As the network grows, we expect more hops and more bridge channels to be added, supporting exponentially more connected users. Our preliminary modeling shows that a network 10-15 hops in diameter could support billions of users with typical transaction volumes and with fees well under the equivalent of $0.01 per transaction. Also note that due to the capital efficiency reasons discussed above, we expect gateway routing nodes to serve only as many users as necessary to generally balance inflows and outflows (approximately hundreds of users), and then leverage bridge channels to provide broader connectivity. From the perspective of the end user, wallets will simply select routes with lower fees, which will tend to include capital-efficient bridge channels.
Another thing to note is that since end users will be connected to the network at multiple points, and because each routing node will be connected to many other routing nodes, attempts to censor transactions by any particular bridge or gateway node are unlikely to be successful. Nodes that attempt to censor transactions can be routed around, and if a censoring node generates abnormal numbers of routing failures, other nodes will disconnect from them. Also note that onion encryption will obscure sender and receiver information from bridge nodes, making it even more difficult to attempt censorship.
Atomic multi-path payments (AMP) - A final topic related to Lightning routing is AMP, which allows for large payments to be split into multiple small payments by the sender. Each of the split payments is sent via a different route through the network, with the recipient combining them together, rejecting or accepting them as if they were a single transaction. To the user, the AMP process takes place automatically behind the scenes. AMP allows for additional routing flexibility and also allows for multiple small channels to be represented to the user as a single unified balance. A future blog post will discuss AMP in further detail.
Conclusion
In this post, we’ve covered some of the basic concepts involved in Lightning routing. We at Lightning Labs believe that with the current protocol, routing on the network can scale to at least millions of users cheaply and reliably while enhancing user privacy and leveraging bitcoin’s decentralization and censorship-resistance. We should also note that this article represents some of our ideas about routing, but contributors to the other Lightning implementations and others in the broader Lightning community may have different ideas about how the network will evolve. Lightning is an open source, collaborative community, and we certainly welcome and expect discussion about these ideas.

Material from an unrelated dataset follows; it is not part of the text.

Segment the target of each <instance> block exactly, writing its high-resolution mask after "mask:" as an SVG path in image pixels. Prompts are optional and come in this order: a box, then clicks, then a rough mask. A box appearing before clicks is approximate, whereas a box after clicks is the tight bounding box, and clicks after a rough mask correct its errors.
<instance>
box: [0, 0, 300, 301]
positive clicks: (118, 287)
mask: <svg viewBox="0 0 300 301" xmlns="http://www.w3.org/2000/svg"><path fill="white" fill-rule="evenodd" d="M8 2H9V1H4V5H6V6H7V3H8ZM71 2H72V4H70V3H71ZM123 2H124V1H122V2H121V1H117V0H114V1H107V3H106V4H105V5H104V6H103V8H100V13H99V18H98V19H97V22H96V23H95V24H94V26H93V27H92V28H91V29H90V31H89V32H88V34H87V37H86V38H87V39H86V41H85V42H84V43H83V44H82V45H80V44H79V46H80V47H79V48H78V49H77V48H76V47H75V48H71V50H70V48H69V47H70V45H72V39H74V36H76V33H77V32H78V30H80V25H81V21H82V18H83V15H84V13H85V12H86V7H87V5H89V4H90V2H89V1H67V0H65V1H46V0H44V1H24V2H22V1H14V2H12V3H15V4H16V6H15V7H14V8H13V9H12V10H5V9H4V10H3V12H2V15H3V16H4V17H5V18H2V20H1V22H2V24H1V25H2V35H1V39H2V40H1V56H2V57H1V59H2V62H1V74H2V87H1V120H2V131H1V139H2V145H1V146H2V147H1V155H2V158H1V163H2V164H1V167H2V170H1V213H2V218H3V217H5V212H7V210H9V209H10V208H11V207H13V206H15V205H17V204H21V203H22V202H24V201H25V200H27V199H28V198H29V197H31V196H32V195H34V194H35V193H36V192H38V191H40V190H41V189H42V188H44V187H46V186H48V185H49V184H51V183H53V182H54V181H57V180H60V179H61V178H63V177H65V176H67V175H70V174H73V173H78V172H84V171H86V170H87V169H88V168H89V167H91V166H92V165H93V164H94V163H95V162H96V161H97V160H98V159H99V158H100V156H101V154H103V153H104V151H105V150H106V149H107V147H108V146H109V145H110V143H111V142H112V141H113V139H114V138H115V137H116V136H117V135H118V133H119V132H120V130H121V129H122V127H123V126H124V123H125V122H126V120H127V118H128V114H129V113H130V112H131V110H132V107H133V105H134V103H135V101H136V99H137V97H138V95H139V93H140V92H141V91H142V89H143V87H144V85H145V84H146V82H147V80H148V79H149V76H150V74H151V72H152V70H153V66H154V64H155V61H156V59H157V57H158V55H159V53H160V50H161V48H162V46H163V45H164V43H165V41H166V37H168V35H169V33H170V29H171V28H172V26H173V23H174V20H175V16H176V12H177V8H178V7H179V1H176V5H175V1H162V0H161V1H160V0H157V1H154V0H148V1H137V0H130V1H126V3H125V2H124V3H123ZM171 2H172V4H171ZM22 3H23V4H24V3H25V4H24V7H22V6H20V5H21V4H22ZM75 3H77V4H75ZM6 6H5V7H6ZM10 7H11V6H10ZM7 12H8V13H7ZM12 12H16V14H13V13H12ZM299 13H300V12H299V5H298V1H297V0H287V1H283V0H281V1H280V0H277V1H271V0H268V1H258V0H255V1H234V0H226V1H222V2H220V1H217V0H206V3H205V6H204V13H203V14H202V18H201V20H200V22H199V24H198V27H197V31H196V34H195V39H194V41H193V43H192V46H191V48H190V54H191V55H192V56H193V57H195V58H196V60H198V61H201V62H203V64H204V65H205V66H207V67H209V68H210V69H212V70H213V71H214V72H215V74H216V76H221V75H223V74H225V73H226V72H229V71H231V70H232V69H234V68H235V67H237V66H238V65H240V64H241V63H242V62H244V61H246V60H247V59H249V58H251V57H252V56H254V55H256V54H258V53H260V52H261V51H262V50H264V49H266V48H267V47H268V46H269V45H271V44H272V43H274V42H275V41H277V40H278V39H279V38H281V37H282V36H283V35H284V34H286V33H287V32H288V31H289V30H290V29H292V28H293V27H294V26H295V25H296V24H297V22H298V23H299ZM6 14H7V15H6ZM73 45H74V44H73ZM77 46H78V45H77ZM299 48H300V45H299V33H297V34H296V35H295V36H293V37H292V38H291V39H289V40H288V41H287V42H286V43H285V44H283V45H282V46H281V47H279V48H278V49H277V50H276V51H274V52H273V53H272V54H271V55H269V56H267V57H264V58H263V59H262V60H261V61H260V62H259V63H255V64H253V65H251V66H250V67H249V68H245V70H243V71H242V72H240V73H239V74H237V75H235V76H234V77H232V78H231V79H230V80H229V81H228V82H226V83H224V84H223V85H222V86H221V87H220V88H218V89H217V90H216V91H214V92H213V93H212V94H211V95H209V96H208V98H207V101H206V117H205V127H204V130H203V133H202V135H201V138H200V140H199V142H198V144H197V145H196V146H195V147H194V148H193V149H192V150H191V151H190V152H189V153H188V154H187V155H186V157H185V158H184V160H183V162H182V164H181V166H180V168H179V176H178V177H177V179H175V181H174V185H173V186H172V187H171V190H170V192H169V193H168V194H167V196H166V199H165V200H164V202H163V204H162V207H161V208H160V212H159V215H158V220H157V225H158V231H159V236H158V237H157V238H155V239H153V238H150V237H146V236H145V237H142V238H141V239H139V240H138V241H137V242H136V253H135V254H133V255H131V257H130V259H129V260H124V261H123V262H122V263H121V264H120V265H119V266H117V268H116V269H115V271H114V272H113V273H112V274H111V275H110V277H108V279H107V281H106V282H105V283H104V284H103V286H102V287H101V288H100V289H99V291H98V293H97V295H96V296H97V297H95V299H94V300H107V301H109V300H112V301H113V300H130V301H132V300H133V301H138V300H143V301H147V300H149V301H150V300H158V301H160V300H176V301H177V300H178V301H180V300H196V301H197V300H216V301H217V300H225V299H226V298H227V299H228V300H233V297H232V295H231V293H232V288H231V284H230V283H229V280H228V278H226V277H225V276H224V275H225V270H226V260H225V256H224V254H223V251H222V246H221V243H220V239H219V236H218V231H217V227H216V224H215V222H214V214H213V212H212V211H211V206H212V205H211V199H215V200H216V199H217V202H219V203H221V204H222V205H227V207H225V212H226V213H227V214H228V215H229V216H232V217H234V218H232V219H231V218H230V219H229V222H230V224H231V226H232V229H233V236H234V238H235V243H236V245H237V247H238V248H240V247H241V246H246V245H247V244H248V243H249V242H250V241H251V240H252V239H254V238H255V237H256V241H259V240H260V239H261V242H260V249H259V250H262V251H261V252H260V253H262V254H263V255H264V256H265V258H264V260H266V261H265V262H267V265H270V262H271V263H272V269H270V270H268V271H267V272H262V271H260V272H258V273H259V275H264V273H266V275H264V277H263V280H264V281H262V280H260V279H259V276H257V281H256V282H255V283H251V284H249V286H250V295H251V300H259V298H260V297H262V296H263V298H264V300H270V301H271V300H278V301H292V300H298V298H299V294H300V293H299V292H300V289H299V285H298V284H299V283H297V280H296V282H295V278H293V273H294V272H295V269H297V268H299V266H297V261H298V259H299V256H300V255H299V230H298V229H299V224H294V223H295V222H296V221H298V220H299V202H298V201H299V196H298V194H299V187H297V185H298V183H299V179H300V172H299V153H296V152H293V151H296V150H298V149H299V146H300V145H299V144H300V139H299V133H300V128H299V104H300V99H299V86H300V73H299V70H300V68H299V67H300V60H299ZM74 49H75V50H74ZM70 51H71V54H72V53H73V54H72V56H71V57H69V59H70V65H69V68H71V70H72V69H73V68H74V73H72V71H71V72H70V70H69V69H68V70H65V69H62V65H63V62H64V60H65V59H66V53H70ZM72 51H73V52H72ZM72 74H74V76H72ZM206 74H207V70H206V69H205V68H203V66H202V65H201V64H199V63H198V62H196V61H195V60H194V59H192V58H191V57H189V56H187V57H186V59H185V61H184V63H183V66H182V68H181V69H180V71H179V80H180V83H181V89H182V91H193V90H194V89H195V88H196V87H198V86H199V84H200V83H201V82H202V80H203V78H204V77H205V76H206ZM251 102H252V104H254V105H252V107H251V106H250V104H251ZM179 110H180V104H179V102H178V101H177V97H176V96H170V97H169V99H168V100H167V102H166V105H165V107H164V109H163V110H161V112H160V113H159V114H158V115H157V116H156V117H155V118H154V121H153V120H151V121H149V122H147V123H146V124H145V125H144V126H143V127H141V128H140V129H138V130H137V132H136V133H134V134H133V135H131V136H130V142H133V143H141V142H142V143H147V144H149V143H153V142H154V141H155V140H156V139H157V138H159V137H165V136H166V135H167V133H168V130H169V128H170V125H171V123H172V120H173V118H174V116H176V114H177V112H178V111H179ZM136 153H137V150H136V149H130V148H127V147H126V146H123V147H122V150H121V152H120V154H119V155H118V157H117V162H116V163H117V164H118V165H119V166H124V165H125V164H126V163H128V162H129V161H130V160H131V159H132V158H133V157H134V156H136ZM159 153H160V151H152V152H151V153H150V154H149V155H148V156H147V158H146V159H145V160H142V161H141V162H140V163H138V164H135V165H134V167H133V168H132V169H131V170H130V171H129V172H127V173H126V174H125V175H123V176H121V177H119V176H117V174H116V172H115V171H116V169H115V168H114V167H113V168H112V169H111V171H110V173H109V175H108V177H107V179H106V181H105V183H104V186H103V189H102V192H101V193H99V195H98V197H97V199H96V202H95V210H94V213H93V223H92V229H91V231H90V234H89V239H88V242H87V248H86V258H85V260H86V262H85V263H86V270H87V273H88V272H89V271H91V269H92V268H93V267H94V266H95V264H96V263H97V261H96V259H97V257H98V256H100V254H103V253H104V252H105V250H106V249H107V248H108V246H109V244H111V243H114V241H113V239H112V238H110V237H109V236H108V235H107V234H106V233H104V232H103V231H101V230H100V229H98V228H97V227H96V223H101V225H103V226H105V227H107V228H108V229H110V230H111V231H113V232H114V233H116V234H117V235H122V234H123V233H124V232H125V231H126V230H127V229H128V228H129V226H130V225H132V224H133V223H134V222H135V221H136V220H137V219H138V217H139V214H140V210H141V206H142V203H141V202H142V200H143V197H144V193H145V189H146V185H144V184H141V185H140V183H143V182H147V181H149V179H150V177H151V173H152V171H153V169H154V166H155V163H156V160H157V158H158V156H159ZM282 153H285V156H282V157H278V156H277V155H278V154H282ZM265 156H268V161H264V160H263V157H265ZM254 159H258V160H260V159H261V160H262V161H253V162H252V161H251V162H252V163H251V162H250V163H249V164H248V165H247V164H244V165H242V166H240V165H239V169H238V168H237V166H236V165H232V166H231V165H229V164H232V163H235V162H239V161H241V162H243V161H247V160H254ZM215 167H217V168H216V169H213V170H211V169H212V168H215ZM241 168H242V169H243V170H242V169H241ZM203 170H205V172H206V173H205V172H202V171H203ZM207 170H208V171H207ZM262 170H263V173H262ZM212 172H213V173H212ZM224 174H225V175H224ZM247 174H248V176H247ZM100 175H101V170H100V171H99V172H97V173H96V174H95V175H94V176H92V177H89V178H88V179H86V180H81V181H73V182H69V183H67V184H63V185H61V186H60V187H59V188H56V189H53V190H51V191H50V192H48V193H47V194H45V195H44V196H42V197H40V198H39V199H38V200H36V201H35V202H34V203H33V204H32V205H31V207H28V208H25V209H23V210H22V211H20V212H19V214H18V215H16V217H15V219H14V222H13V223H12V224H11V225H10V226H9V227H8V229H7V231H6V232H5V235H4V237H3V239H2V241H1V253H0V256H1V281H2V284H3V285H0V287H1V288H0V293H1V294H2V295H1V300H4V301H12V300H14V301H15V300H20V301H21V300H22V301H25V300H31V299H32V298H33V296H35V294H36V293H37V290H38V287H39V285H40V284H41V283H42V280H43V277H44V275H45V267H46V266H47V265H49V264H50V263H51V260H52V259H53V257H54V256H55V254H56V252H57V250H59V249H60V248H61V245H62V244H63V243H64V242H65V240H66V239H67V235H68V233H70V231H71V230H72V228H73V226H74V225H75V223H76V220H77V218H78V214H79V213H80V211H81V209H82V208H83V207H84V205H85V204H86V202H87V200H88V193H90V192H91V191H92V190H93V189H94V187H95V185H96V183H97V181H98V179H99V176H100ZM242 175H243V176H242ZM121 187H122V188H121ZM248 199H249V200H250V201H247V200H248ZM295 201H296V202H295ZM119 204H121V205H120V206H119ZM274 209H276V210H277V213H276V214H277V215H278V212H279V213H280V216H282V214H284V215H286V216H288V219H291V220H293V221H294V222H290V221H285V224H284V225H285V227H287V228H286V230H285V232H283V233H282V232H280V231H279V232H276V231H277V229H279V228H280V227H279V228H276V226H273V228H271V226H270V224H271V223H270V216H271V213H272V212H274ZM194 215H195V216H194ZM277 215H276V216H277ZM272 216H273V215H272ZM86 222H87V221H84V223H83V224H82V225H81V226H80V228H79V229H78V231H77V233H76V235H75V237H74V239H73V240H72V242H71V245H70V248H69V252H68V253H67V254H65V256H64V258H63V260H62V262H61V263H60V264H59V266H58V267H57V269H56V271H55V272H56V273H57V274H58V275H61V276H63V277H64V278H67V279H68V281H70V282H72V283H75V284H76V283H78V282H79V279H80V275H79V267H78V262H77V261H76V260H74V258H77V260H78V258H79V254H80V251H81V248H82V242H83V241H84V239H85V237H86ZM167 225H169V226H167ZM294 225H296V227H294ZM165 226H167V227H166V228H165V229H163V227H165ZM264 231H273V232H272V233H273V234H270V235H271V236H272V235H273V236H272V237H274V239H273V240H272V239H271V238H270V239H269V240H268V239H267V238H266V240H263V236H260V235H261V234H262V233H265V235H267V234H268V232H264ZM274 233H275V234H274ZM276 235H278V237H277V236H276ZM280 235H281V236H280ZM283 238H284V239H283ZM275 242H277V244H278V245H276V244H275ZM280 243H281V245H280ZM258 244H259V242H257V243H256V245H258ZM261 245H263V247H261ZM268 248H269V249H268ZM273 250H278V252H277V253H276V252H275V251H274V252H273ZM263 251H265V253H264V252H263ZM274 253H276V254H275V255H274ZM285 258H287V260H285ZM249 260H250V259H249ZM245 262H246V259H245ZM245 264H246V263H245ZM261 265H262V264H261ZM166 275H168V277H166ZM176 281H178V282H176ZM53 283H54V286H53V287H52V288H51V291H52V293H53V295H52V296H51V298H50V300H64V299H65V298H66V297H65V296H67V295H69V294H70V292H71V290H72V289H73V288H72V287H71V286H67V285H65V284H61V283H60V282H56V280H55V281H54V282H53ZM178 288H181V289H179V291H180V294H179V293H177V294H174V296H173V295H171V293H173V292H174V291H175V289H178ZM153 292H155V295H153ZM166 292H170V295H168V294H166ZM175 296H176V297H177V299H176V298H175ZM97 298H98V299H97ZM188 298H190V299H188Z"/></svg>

In addition, it’s obviously very early in Lightning’s evolution, and protocol improvements, algorithmic improvements and hardware improvements will likely improve efficiency, privacy and scalability in ways that we can’t foresee now. We (and the other implementors of Lightning) do already have a few protocol improvements in the pipeline for future versions of the Lightning Network specification, but over the coming months and years, we expect many more new, exciting and unanticipated ideas to come from the community and ecosystem.